It is a well known fact that management plays a vital role in shaping the future of any organization as the optimum utilization of all resources hinges upon the efficacy of the management. The core of a successful management lies in its Clarity of Vision, Plan of Action and more importantly Execution of the Plan of Action – the real gamut of operations as it were, and it is here that the importance of Corporate Governance and Ethics comes into being. Our earlier Hon’ble Prime Minister, Dr. Manmohan Singh had said that whereas our policies and systems are good but the implementation needs much to be desired. Organisations are managed by Policies, Guidelines and Systems. These are dynamic instruments, and therefore need to be reviewed from time to time to gauge their efficacy to the said organization. This review is all the more necessary when a lapse or an untoward incident takes place. It could happen that the review undertaken reveals that the said policy is very much sound and in place, however over a period of time wrong practices have come into being, and which are the reasons for the problems that have occurred, therefore corrective steps need to be taken forthwith. A review could also reveal that the problems have occurred in spite of the policy in place, and which means that the policies would need to be modified or amended as the case may be in the best interest of the organization.

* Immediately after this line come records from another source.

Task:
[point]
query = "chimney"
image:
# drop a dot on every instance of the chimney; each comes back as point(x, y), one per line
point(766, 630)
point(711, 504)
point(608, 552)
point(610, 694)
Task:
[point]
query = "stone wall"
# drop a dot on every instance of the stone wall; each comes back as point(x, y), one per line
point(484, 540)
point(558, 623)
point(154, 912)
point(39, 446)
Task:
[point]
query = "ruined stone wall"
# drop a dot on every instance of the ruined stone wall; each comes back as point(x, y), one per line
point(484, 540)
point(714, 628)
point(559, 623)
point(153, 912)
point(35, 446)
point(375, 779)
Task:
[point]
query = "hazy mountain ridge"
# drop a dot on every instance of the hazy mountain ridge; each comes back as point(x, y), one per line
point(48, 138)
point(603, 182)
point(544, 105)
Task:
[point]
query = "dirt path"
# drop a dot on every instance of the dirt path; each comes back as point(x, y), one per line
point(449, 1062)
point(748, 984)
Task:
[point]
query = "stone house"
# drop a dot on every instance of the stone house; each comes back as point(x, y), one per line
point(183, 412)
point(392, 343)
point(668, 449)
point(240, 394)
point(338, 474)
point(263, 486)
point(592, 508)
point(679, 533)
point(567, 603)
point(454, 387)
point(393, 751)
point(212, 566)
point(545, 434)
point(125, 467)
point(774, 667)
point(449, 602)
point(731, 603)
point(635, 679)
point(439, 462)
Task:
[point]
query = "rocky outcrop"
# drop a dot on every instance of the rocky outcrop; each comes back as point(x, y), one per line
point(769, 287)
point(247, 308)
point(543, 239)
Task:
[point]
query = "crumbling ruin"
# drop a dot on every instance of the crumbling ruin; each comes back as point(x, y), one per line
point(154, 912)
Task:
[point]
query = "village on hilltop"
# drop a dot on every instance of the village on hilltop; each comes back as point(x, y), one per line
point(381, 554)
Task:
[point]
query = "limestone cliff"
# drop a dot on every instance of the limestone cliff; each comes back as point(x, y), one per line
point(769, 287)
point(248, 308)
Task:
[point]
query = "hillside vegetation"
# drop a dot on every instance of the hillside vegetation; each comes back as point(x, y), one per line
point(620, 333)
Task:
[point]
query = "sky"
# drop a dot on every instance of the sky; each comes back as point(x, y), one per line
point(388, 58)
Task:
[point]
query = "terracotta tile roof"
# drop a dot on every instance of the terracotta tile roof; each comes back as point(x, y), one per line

Normally, decisions are being taken within the framework of the policies and guidelines in place. Now, there could be critical situations wherein the policy in question would need to be slightly deviated from, in order to take the right decision, in the best interests of the organization. In such situations, a very clear and precise note should be brought out giving the reasons which necessitated the said deviation from the policy. The said note should also contain the implications to the organization if the decision was not taken. This would serve as a very Transparent and an Objective analysis, bringing out the need for deviation from the policy on this “case specific” issue, whereas the said policy in principle would continue on an as is where is basis. Experience has taught us that it is the Economic Downturn, as we witness worldwide today, rather than Up Swing, which raises sharp focus on issues relating to Ethics & Corporate Governance.
The two Major Reasons for Corporate failures have been “Greed” and “Excess Leverage”. The moot point is whether these two need to be completely done away with? If so, what is the Incentive for Aggressive growth and competition? If not, how are these to be kept within controllable limits and yet higher growth achieved? It is here that Business Ethics & Corporate Governance need to be focused on.
Whether it was abroad in the U.S. earlier, or more recent, and nearer home, it is seen that a “slip” in Corporate Governance is always initiated by the Promoters themselves. Do you agree?